Friday, March 9, 2018

Daddy

Earlier this week I chatted with my students about an upcoming awards ceremony at school.  They were excited, talking eagerly about what they’d wear and what food would be served afterward.  I agreed with them that I too was excited and looking forward to it.  One of my girls said, “I’m excited because my dad is coming, Ms. Dulion, are you excited because your dad is coming too?”  I smiled and explained that no, my daddy wouldn’t be there but that I looked forward to meeting hers.  What I didn’t tell her was this . . . If I needed him to be there, if I called and asked him to come, and probably, truth be told, if I casually mentioned that it was something important to me, he absolutely would be there – every single time, without question.

A girl never forgets the first man who makes her feel beautiful and loved and cherished and adored.  That’s my Daddy – my very first love and my forever hero.  He set a ridiculously high bar for anyone who dared follow him.  His birthday is today.  My eyes, they’re his – I see him there when I look in the mirror.  My Cooper, I see so much of Daddy in him – from the way he folds his hands together to how big he feels things.  And our eyes?  Coop has them too.  

I hope that we share more than just his eyes – Daddy is steadfast and loyal and kind and giving.  He’s fiercely protective and cannot stand injustice.  He’s often quiet, introspective, and he prefers time with “his people” to that spent in the bustle of a crowd.  He’s happiest at home, the home that he built.  He loves you well and delights in giving gifts (I don’t know that I’ve ever received a flower that made me happier than the “big girl” corsages my daddy used to get me on Easter Sunday).  And there is just nothing better than seeing him get tickled about something and literally laughing until he can’t breathe.  Watching him be a “Papa” to my children makes my heart sing – when I watch him, watching them so proud and absolutely full of love, it’s easy to imagine him watching me exactly that way so many years ago.  And my Mama, gosh! does he love that woman. 
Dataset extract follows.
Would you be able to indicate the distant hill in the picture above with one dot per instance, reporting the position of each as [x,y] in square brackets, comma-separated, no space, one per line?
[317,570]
I can distinctly remember being a teenager at Wiregrass Commons Mall and DYING in mortification when Daddy wanted me to hold his hand walking IN THE MALL.  The horror!  What if someone saw me?!  How embarrassing.  How completely uncool. . .   I wish I could talk to that silly girl now.  I’d tell her to hold onto that hand just as often and for as long as she possibly could.  To soak in every bit of that love.  To memorize how those stubby fingers felt holding mine – safe and strong and sure.  I’d make sure she knew that she just had no idea what a gift she was given in that daddy of hers. Today is his birthday.  He deserves to be celebrated today and every. single. day.  I won’t make it home to see him today, but if I did, we’d walk around the mall, holding hands.  Happy, happy birthday, Daddy; I’m so glad you’re mine.